On accuse avec moi toute la composition de Vien d’être froide, et elle l’est. Mais ceux qui font ce reproche à l’artiste en ignorent certainement la raison. Je leur déclare que sans rien changer à sa prédication, mais rien du tout qu’une seule et unique chose qui n’est ni de l’ordonnance, ni des incidents, ni de la position et du caractère des figures, ni de la couleur, ni des ombres et de la lumière, bientôt je les mettrais dans le cas d’y demander encore plus de repos et de tranquillité. J’en appelle sur ce qui suit à ceux qui sont profonds dans la pratique et dans la partie spéculative de l’art.
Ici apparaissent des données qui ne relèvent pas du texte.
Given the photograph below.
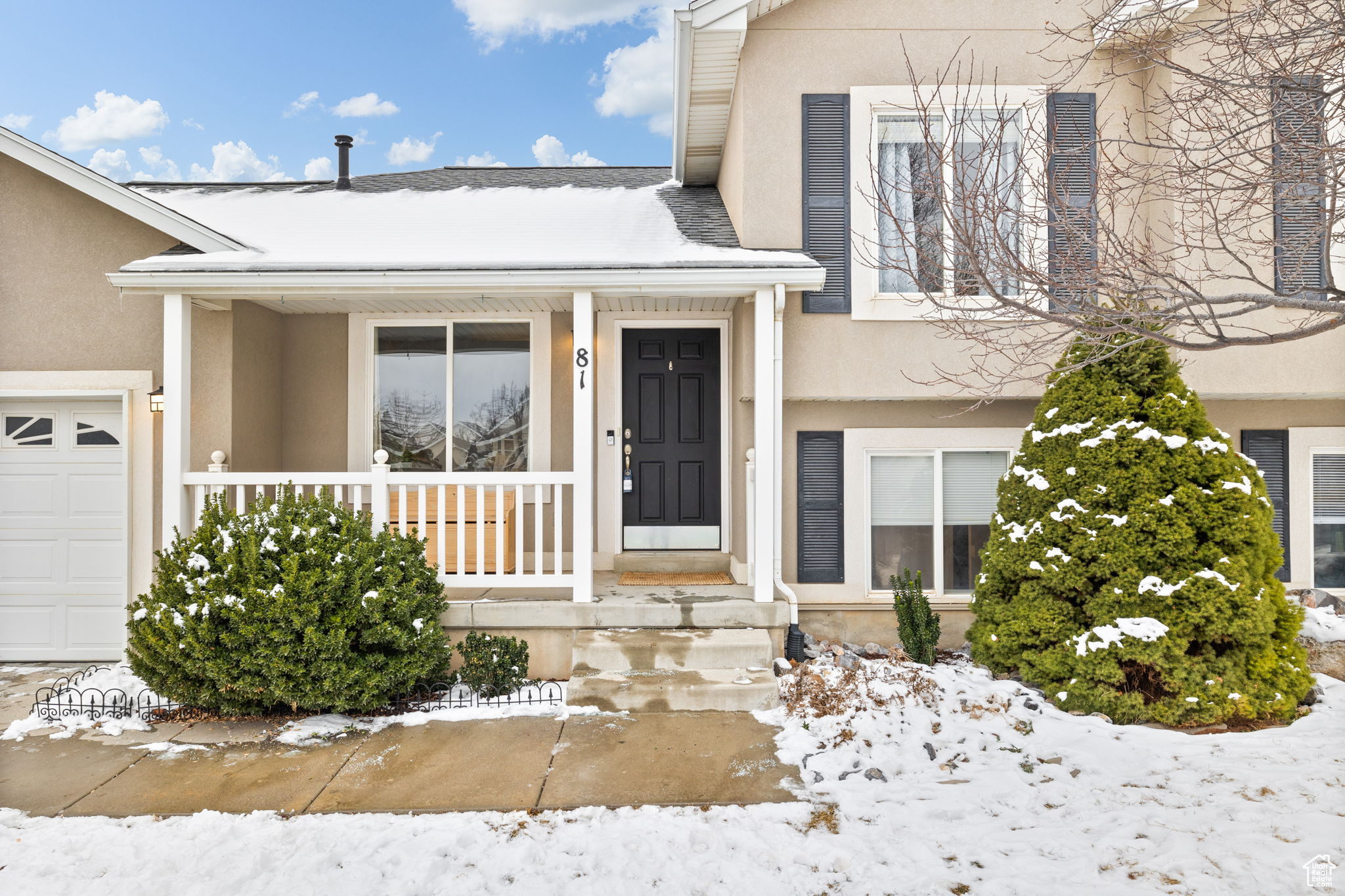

Je prétends qu’il faut d’autant moins de mouvement dans une composition, tout étant égal d’ailleurs, que les personnages sont plus graves, plus grands, d’un module plus exagéré, d’une proportion plus forte ou prise plus au-delà de la nature commune. Cette loi s’observe au moral et au physique, c’est la loi des masses au physique c’est la loi des caractères au moral. Plus les masses sont considérables, plus elles ont d’inertie. Dans les scènes les plus effrayantes, si les spectateurs sont des personnages vénérables ; si je vois sur leurs fronts ridés et sur leurs têtes chauves, l’annonce de l’âge et de l’expérience ; si les femmes sont composées, grandes de forme, et de caractère de visage ; si ce sont des natures patagonnes, je serois fort étonné d’y voir beaucoup de mouvement. Les expressions, quelles qu’elles soient, les passions et le mouvement diminuent en raison de ce que les natures sont plus exagérées. Et voilà pourquoi on accuse Raphaël d’être froid, lorsqu’il est vraiment sublime ; lorsqu’en homme de génie, il proportionne les expressions, le mouvement, les passions, à la nature qu’il a imaginée et choisie. Conservez aux figures de son tableau du démoniaque les caractères qu’il leur a donnés ; introduisez-y plus de mouvement, et jugez si vous ne le gâtez pas. Pareillement, introduisez dans le tableau de Vien, sans y rien changer du reste, la nature, le module de Raphaël, et dites-moi si vous n’y trouvez pas trop de mouvement. Je prescrirois donc le principe suivant à l’artiste. Si vous prenez des natures énormes, votre scène sera presque immobile. Si vous prenez des natures trop petites, votre scène sera tumultueuse et troublée ; mais il y a un milieu entre le froid et l’extravagant ; et ce point est celui où relativement à l’action représentée, le choix des natures se combine, avec le plus grand avantage possible, avec la quantité du mouvement.

Quelle que soit la nature qu’on préfère, le mouvement s’accroît en raison inverse de l’âge, depuis l’enfant jusqu’au vieillard.

Quel que soit le module ou la proportion des figures, le mouvement suit la même raison inverse.

Voilà les éléments de la composition. C’est l’ignorance de ces éléments qui a donné lieu à la diversité des jugements qu’on porte sur Raphaël.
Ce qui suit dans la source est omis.